Hikmah dari kisah ini: Para sahabat tidak hanya menghafal hadits, tetapi mereka benar-benar menghidupkan sunnah dalam keseharian mereka. Mereka memahami bahwa ilmu itu harus diamalkan, bukan hanya dihafal.
Kesimpulan Praktis
- Biasakan memberi makan - Mulailah dari hal yang sederhana, seperti berbagi makanan dengan tetangga, teman kerja, atau orang yang membutuhkan. Ini adalah amalan yang sangat dicintai Allah.

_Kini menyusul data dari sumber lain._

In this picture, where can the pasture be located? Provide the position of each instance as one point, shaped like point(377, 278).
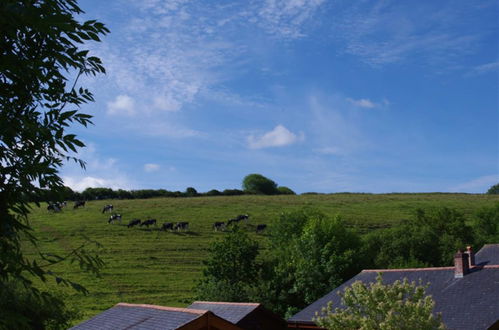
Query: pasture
point(146, 265)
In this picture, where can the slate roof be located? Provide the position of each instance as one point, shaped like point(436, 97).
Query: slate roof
point(141, 317)
point(470, 302)
point(232, 312)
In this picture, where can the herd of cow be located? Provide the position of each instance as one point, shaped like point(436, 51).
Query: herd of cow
point(167, 226)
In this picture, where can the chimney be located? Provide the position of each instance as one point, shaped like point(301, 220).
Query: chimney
point(471, 256)
point(461, 264)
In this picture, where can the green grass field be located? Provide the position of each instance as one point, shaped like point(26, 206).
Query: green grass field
point(154, 267)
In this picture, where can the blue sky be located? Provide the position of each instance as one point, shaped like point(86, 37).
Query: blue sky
point(325, 96)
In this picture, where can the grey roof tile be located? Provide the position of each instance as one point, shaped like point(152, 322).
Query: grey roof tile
point(140, 317)
point(470, 302)
point(232, 312)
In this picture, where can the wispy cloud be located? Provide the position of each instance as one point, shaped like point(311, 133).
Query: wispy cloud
point(150, 167)
point(384, 32)
point(122, 105)
point(334, 129)
point(368, 104)
point(280, 136)
point(100, 172)
point(287, 18)
point(80, 183)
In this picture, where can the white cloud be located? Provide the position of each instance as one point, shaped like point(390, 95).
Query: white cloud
point(280, 136)
point(123, 104)
point(329, 150)
point(287, 18)
point(99, 172)
point(363, 103)
point(383, 32)
point(151, 167)
point(334, 129)
point(80, 183)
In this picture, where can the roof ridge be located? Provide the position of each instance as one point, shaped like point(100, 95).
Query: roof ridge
point(488, 266)
point(408, 269)
point(166, 308)
point(226, 303)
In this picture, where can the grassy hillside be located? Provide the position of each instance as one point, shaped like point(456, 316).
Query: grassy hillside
point(149, 266)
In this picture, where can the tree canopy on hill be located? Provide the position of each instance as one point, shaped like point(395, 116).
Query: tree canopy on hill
point(41, 61)
point(258, 184)
point(494, 190)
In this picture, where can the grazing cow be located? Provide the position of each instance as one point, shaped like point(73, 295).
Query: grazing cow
point(107, 208)
point(181, 226)
point(231, 221)
point(219, 225)
point(148, 223)
point(244, 217)
point(79, 204)
point(167, 226)
point(54, 207)
point(134, 222)
point(260, 228)
point(114, 217)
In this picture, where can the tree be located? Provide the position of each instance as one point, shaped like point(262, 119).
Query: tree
point(230, 269)
point(258, 184)
point(285, 191)
point(494, 190)
point(401, 305)
point(486, 225)
point(310, 254)
point(40, 63)
point(428, 239)
point(191, 192)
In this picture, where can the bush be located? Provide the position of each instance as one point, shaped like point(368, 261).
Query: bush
point(285, 191)
point(310, 255)
point(429, 239)
point(230, 269)
point(260, 185)
point(401, 305)
point(486, 225)
point(494, 190)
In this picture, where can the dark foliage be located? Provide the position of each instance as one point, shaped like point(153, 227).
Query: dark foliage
point(40, 63)
point(494, 190)
point(231, 269)
point(429, 239)
point(260, 185)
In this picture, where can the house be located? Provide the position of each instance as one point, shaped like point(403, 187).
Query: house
point(466, 295)
point(250, 316)
point(200, 315)
point(151, 317)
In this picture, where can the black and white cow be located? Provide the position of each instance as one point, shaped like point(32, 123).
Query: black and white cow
point(260, 228)
point(55, 207)
point(219, 225)
point(181, 226)
point(232, 221)
point(79, 204)
point(114, 217)
point(134, 222)
point(148, 223)
point(167, 226)
point(244, 217)
point(107, 208)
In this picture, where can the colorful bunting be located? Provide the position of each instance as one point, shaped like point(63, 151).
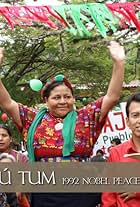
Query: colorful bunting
point(128, 13)
point(26, 15)
point(76, 18)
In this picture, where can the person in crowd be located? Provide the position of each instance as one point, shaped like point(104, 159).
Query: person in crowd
point(6, 144)
point(59, 132)
point(11, 155)
point(115, 142)
point(99, 157)
point(117, 154)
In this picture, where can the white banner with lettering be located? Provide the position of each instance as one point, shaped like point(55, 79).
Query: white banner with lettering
point(115, 127)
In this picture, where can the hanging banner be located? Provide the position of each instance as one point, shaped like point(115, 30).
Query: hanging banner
point(79, 19)
point(115, 127)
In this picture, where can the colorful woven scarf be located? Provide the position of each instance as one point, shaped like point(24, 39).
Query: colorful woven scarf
point(67, 132)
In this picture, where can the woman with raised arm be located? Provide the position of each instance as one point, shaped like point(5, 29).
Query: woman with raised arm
point(59, 132)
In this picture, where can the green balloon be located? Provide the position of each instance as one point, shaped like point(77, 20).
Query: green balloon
point(35, 84)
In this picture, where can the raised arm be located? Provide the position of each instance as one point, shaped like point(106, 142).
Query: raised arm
point(115, 85)
point(6, 102)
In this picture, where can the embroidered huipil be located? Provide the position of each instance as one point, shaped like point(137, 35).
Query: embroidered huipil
point(48, 140)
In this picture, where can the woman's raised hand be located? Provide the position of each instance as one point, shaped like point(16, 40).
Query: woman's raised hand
point(117, 51)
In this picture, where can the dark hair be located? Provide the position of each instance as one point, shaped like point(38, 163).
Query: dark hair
point(133, 98)
point(51, 87)
point(6, 128)
point(116, 140)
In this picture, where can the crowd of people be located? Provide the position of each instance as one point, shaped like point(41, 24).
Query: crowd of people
point(59, 132)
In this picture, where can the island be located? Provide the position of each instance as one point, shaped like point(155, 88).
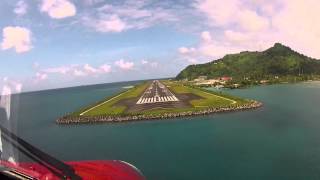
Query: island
point(278, 64)
point(156, 99)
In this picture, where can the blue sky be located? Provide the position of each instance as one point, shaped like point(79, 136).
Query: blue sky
point(59, 43)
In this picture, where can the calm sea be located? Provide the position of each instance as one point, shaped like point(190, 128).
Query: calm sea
point(281, 140)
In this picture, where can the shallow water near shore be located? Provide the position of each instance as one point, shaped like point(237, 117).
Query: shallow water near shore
point(278, 141)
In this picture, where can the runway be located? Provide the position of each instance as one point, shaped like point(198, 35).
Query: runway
point(157, 93)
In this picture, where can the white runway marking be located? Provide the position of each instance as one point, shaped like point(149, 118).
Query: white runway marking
point(157, 92)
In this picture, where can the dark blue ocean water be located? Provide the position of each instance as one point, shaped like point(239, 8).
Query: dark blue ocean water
point(281, 140)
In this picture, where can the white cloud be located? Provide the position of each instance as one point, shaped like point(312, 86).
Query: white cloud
point(40, 76)
point(107, 24)
point(58, 9)
point(128, 15)
point(206, 36)
point(18, 38)
point(125, 65)
point(21, 8)
point(74, 70)
point(207, 49)
point(105, 68)
point(144, 62)
point(10, 86)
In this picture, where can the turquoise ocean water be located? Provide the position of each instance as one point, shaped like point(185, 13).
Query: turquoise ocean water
point(281, 140)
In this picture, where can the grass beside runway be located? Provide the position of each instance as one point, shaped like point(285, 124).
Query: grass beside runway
point(193, 101)
point(108, 106)
point(208, 99)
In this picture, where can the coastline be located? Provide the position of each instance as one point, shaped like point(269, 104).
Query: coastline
point(68, 119)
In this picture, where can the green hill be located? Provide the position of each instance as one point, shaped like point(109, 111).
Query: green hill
point(278, 60)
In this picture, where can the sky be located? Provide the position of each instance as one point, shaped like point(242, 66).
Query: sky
point(47, 44)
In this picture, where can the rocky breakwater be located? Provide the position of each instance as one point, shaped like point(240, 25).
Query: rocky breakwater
point(71, 119)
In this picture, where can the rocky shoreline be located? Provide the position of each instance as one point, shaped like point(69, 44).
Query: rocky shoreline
point(68, 119)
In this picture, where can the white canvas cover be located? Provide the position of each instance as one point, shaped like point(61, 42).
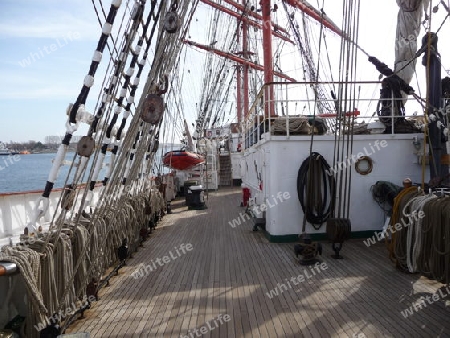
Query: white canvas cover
point(408, 28)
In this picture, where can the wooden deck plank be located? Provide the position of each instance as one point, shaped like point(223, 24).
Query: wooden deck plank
point(230, 271)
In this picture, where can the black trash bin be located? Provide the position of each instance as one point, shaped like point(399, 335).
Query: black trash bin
point(188, 196)
point(196, 197)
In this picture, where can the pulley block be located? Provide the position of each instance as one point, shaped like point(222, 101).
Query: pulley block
point(85, 146)
point(171, 22)
point(152, 109)
point(68, 197)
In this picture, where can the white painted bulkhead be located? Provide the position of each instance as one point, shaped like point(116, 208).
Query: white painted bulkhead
point(16, 209)
point(277, 160)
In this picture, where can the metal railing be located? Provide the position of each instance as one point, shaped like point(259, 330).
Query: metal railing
point(264, 112)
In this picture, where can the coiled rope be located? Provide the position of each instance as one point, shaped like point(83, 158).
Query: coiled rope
point(316, 189)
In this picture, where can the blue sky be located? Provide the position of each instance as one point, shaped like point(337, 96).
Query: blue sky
point(46, 50)
point(47, 45)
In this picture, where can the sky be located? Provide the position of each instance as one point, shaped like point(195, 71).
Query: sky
point(47, 46)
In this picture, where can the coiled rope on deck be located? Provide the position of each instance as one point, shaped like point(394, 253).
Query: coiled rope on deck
point(316, 189)
point(420, 243)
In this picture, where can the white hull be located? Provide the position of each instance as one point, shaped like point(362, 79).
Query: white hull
point(278, 160)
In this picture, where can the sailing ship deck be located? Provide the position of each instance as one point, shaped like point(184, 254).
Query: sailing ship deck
point(229, 271)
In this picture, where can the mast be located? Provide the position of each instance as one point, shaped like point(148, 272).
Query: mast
point(432, 64)
point(269, 106)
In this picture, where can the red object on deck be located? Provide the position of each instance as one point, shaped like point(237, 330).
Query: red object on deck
point(182, 160)
point(245, 196)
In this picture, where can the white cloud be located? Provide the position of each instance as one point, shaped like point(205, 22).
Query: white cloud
point(56, 26)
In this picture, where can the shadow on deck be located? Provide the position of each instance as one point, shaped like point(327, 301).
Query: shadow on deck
point(233, 272)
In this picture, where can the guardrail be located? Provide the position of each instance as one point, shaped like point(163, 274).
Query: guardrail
point(340, 116)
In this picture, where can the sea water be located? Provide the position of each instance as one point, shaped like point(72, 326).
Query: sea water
point(20, 173)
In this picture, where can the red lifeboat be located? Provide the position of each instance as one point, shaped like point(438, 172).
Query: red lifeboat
point(182, 160)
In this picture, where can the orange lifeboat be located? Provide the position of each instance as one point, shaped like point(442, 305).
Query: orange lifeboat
point(182, 160)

- Perbanyak mengucapkan salam - Ucapkan "Assalamu'alaikum" kepada siapa saja yang kita temui, baik yang kita kenal maupun tidak. Ini adalah sunnah yang mudah namun sangat besar pahalanya.
- Niatkan karena Allah - Lakukan kedua amalan ini dengan ikhlas karena Allah, bukan karena ingin dipuji atau dibalas.
- Mulai dari lingkungan terdekat - Biasakan memberi salam kepada keluarga, tetangga, dan rekan kerja terlebih dahulu, kemudian kembangkan kepada orang lain.
- Jadikan salam sebagai identitas - Jadikan ucapan salam sebagai kebiasaan yang membedakan kita sebagai seorang muslim, dan sebagai sarana untuk menyebarkan kedamaian.
Semoga Allah memberi kita taufik untuk mengikuti petunjuk Al-Qur'an, sunnah Nabi ﷺ, dan pemahaman para ulama Ahlus Sunnah.